Обсуждение: refreshing query id for pg_stat_statements based on comment in sql

Поиск
Список
Период
Сортировка

refreshing query id for pg_stat_statements based on comment in sql

От
Zhihong Yu
Дата:
Hi,
Currently the query id for pg_stat_statements gets calculated based on the parse nodes specifics. 
This means that the user cannot add a comment to a SQL query to test something. (though some other RDBMS allows this practice).

Consider this use case: for query q, admin looks at stats and performs some optimization (without changing the query). Admin adds / modifies the comment for q - now the query becomes q'. If query id doesn't change, there still would be one row in pg_stat_statements which makes it difficult to gauge the effectiveness of the tuning.

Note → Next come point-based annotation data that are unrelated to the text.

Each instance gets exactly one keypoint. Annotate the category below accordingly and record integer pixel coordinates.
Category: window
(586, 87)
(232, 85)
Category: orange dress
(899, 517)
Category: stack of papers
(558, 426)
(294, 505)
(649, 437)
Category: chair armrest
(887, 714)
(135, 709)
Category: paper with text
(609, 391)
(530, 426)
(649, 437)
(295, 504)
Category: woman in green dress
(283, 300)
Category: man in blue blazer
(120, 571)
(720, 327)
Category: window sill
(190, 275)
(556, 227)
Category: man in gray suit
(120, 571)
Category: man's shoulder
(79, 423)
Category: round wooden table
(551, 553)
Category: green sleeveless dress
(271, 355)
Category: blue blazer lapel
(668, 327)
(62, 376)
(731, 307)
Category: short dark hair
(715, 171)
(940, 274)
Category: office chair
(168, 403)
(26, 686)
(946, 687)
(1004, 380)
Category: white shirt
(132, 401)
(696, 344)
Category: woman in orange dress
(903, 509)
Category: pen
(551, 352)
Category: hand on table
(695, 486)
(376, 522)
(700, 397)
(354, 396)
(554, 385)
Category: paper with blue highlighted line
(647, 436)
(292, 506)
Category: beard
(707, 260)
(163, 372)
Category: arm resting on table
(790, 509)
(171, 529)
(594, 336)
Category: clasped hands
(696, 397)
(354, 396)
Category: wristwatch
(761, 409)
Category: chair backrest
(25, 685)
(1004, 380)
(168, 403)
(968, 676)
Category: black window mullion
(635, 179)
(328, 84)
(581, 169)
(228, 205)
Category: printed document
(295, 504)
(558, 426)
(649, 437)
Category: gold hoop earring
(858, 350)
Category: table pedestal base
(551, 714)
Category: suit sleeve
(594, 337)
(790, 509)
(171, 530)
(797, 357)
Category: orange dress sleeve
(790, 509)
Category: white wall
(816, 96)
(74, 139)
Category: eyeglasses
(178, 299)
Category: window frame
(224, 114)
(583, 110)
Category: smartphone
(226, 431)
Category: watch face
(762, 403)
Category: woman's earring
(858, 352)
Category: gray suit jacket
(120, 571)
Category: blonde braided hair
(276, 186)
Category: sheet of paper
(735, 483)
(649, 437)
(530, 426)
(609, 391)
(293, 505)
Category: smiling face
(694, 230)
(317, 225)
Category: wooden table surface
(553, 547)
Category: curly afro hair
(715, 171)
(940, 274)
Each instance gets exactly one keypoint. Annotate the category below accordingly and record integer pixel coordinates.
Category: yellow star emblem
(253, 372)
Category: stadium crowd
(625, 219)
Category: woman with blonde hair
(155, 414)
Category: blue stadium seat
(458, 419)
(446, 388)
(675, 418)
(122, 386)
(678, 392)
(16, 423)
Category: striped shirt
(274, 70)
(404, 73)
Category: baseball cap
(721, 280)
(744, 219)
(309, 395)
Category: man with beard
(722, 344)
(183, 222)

I want to get opinion from the community whether adding / changing comment in SQL query should result in new query id for pg_stat_statements.

Cheers

Re: refreshing query id for pg_stat_statements based on comment in sql

От
Bruce Momjian
Дата:
On Mon, Mar  7, 2022 at 09:42:26AM -0800, Zhihong Yu wrote:
> Hi,
> Currently the query id for pg_stat_statements gets calculated based on the
> parse nodes specifics. 
> This means that the user cannot add a comment to a SQL query to test something.
> (though some other RDBMS allows this practice).
> 
> Consider this use case: for query q, admin looks at stats and performs some
> optimization (without changing the query). Admin adds / modifies the comment
> for q - now the query becomes q'. If query id doesn't change, there still would
> be one row in pg_stat_statements which makes it difficult to gauge the
> effectiveness of the tuning.
> 
> I want to get opinion from the community whether adding / changing comment in
> SQL query should result in new query id for pg_stat_statements.

Uh, we don't have a parse node for comments, and I didn't think comments
were part of the query id, and my testing confirms that:

    psql -c "SET log_statement = 'all'" -c "select pg_sleep(10000) -- test1;" test
    psql -c "SET log_statement = 'all'" -c "select pg_sleep(10000) -- test2;" test

shows the comment in the logs:


    2022-03-07 19:02:19.509 EST [1075860] LOG:  statement: select pg_sleep(10000) -- test1;
    2022-03-07 19:02:24.389 EST [1075860] ERROR:  canceling statement due to user request
    2022-03-07 19:02:24.389 EST [1075860] STATEMENT:  select pg_sleep(10000) -- test1;
    2022-03-07 19:02:27.029 EST [1075893] LOG:  statement: select pg_sleep(10000) -- test2;
    2022-03-07 19:02:47.915 EST [1075893] ERROR:  canceling statement due to user request
    2022-03-07 19:02:47.915 EST [1075893] STATEMENT:  select pg_sleep(10000) -- test2;

and I see the same query_id for both:

    test=> select query, query_id from pg_stat_activity;
                         query                     |       query_id
    -----------------------------------------------+----------------------
                                                   |
                                                   |
-->     select pg_sleep(10000) -- test1;              |  2920433178127795318
     select query, query_id from pg_stat_activity; | -8032661921273433383
                                                   |
                                                   |
                                                   |
    (7 rows)
    
    test=> select query, query_id from pg_stat_activity;
                         query                     |       query_id
    -----------------------------------------------+----------------------
                                                   |
                                                   |
-->     select pg_sleep(10000) -- test2;              |  2920433178127795318
     select query, query_id from pg_stat_activity; | -8032661921273433383

I think you need to show us the problem you are having.

-- 
  Bruce Momjian  <bruce@momjian.us>        https://momjian.us
  EDB                                      https://enterprisedb.com

  If only the physical world exists, free will is an illusion.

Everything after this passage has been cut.